In my experience, IMH behaves better than RWMH, and funnels can be tricky for both. With Carlos Iguaran (he is working on SMC in blackjack) we have discussed hybrid kernels, but the focus was/is on using different kernels for different variables. Like HMC for continuous variables and IHM for discrete ones. But that’s just an idea for the moment. We have not thought of a weighted mixture of kernels as you are suggesting. With Carlos, we also discussed diagnostics for SMC, but that still needs more work. In the meantime, I simply use r-hat and rankplots as a guide. But they may look totally fine even if you are missing parts of a funnel.

Ah nice idea for the per-variable kernels. Unfortunately my continuous variables are parameters of an ODE whose stiffness varies a lot based on the location in the parameter space: HMC diverges during the leapfrog integration, whenever a step takes it out of the well-behaved typical set, and there’s not much I can do (or know how to do!) to reparametrize this chemistry-based ODE. As a result, there’s HMC divergence pretty much at every point in the space, without a clear pattern (unlike a funnel).

Diagnostics for SMC would be very interesting. R-hat sorta makes sense, but given the non-locality of the SMC sampler, I suspect that the R will be pretty good as all the instances of SMC samplers will be similar behaved with a high probability even if you miss minor modes, as long as you use the same initial distribution (i.e. the prior at beta=0): they will all with high probability miss the same modes – unlike very local MCMC chains that get trapped in different places. So a good R-hat will give a false sense of confidence I’m afraid. Same for the rank test: we will have very similar distributions, I suspect.

A random idea for a diagnostic: changing the initial proposal, and possibly even the threshold on the ESS used for the adaptive tempering, so you end up with different tempering schedules, i.e. different sequences of distiributions, i.e. more difference between the parallel instances.

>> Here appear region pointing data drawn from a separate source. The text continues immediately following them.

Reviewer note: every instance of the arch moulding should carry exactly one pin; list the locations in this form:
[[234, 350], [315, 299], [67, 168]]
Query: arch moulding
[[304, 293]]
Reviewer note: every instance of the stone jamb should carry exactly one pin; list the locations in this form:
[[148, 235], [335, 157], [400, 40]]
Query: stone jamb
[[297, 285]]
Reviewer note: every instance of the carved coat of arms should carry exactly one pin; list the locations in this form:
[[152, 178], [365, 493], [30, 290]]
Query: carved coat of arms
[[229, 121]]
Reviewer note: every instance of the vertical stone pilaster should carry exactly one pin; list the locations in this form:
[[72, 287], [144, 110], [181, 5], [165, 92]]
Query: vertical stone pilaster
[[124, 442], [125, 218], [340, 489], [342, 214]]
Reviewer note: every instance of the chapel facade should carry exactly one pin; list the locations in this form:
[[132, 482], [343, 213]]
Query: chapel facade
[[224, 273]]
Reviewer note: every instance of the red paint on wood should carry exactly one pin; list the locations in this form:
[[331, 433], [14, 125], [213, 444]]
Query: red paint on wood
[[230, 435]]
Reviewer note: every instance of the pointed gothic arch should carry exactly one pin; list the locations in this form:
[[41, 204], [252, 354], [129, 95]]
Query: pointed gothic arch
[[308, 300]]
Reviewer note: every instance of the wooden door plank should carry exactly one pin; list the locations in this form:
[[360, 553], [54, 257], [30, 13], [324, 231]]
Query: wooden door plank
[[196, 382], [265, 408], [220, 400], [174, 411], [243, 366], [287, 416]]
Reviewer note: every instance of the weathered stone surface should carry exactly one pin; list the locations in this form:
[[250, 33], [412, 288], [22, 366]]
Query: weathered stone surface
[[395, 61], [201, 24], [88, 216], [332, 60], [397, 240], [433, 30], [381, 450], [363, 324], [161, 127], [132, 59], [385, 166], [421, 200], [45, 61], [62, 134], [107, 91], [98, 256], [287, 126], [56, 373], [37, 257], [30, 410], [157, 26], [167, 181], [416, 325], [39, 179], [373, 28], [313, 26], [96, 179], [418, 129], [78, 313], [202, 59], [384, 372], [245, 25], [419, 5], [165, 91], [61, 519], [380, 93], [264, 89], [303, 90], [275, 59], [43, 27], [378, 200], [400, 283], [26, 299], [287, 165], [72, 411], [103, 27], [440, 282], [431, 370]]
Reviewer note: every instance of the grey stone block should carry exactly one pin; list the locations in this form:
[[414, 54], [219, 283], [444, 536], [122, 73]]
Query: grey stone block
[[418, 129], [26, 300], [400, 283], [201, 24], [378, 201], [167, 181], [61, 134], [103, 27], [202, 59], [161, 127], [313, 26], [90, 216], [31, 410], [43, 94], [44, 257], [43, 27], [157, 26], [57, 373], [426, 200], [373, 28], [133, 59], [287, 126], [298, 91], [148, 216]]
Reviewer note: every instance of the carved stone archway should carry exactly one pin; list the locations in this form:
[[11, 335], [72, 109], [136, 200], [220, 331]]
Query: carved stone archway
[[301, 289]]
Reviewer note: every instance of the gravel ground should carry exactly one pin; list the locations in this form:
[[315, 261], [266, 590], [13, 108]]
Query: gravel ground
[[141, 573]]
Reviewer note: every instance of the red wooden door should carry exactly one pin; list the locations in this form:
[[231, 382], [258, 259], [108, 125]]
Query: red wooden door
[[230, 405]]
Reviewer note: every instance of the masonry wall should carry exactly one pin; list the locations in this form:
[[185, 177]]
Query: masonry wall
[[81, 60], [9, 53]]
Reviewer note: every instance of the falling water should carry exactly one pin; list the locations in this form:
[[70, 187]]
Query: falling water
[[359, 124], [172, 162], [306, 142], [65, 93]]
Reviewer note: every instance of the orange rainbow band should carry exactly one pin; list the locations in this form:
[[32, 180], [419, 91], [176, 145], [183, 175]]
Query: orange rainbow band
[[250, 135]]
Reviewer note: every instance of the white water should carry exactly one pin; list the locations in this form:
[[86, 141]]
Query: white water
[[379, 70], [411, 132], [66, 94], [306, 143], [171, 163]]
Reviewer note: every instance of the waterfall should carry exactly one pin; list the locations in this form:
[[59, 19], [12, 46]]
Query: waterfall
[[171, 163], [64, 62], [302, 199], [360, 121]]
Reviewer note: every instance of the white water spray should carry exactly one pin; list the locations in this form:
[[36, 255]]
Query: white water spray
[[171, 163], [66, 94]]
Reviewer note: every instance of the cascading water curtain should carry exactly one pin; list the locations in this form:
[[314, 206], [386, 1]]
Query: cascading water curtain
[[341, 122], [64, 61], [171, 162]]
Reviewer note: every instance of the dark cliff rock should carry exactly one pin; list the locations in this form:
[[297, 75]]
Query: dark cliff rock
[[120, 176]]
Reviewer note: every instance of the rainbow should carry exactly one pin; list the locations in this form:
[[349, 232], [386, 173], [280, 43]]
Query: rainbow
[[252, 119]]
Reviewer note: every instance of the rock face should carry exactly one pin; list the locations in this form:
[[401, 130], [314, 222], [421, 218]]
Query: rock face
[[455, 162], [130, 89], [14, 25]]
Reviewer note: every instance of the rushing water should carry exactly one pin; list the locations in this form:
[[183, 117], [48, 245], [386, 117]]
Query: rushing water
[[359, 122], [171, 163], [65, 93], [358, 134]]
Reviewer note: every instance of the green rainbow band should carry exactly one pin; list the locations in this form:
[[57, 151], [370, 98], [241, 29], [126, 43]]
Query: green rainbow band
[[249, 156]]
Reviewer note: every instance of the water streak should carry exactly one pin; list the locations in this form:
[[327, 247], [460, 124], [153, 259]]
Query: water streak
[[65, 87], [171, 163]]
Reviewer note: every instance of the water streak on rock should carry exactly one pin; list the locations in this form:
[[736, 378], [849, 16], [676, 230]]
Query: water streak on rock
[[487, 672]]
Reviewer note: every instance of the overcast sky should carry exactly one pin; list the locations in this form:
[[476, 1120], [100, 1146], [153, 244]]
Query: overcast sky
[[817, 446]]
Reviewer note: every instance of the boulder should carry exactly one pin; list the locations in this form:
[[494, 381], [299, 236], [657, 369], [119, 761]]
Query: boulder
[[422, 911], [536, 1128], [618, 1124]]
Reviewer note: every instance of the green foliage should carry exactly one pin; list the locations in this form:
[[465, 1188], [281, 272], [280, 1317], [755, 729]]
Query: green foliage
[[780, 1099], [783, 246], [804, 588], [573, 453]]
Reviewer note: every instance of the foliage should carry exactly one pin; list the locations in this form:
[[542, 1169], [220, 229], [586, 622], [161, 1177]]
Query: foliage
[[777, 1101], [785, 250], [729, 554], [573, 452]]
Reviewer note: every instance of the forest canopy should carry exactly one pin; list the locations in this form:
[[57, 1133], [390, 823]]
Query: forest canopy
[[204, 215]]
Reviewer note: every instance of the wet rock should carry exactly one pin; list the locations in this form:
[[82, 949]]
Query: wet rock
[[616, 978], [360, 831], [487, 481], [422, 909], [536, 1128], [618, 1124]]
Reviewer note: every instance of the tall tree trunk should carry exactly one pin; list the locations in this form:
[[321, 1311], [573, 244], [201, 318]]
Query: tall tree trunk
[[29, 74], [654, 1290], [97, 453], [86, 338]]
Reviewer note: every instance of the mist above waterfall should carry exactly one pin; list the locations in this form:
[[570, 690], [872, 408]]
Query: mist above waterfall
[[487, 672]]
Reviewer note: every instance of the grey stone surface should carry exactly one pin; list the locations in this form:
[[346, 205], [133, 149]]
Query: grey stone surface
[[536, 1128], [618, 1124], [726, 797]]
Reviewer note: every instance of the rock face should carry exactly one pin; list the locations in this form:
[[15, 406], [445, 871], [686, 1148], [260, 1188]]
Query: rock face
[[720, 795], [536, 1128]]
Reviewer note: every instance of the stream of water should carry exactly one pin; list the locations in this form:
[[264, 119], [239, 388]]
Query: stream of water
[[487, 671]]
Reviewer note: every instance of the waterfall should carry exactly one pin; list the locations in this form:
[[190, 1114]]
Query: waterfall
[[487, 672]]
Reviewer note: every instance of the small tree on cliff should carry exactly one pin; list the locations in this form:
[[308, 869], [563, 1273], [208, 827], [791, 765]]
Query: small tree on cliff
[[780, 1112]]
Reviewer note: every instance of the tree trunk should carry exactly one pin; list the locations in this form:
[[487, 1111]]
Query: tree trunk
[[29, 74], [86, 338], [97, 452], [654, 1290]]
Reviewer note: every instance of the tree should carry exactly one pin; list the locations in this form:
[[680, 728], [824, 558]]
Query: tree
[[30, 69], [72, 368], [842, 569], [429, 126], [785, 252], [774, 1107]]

Btw, have you considered doing IMH and/or RWMH with a fat-tail proposal? I’m thinking replacing the Gaussian by a multivariate-t-student, using the continuous-mixture the Gaussian-Gamma decompositionused by Liu and Rubin (1995, Section 2) and Peel and McLachlan (2000, Section 3), that I used in https://arxiv.org/pdf/1108.2836.pdf [under equation 5.12] [Note: my own paper is not super the clearest, I was still young, I’m mostly putting it here for pure vanity :laughing:].

If you haven’t tried it, happy to discuss how to code it!

Peel, D., and G.J. McLachlan. 2000. ‘Robust Mixture Modelling Using the t Distribution’. Statistics and Computing 10 (4): 339–48.
Liu, C, and D B Rubin. 1995. ‘ML Estimation of the t Distribution Using EM Andits Extensions, ECM and ECME’. Statistica Sinica 5 (1): 19–39.